Depressionen: Überstanden
Fremd verliebt: vorbei

Eigentlich könnte ich mich jetzt total wohl fühlen. Zufrieden sein.
Doch ist es fast so, als könnte ich diese Ruhe nicht ertragen. Ich habe dieses Gefühl von getrieben sein in der Magengrube.
Etwas in mir will die Turbulenzen zurück. Das ist doch verrückt!
Oder nicht?
Als würde da jemand vor mir stehen, ungeduldig mit dem Fuß auf den Boden tappen und mich fragen:“Und jetzt, Silvia, was machen wir jetzt?“
Ja, so ist das.
Ich habe in meinem Leben und in den letzten Monaten so unter Strom gestanden, ich kann mit dieser Ruhe noch nicht umgehen.
Und da ist das, immer noch, recht laue Taxigeschäft auch nicht gerade hilfreich. Ruhe im Überfluss.

Oder ist da etwas, worüber ich nicht nachdenken will?

Selbst das Meditieren will nicht funktionieren. Alleine still sitzen fällt mir unglaublich schwer.
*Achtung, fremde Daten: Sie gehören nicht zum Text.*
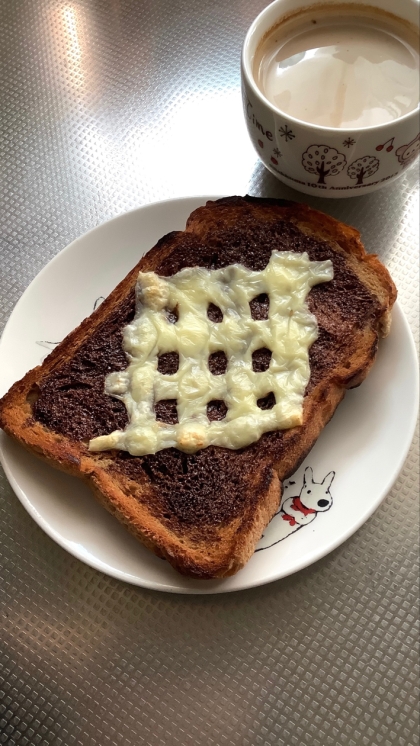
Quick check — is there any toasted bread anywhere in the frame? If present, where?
[0,197,396,578]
Hach, egal wie es ist, es scheint mir nie recht zu sein.

Kopfschütteln

… ringt mir heute die Unzufriedenheit meiner Kollegen ab. Der eine beklagt, gestern zwei Kurze Fahrten vom Bahnhof gehabt zu haben, der andere stört sich generell an der Länge der Touren.
Trotzdem haben auch diese Beiden ihren Reibach gemacht. Ich verspüre ein gewisses Unverständnis und gehe lieber meinen neuen Altmann lesen.
Halbvolle und halbleere Gläser. Ich bleibe dabei: Es war ein super Tag und ich hatte Freude dran. Und verdient habe ich auch gut.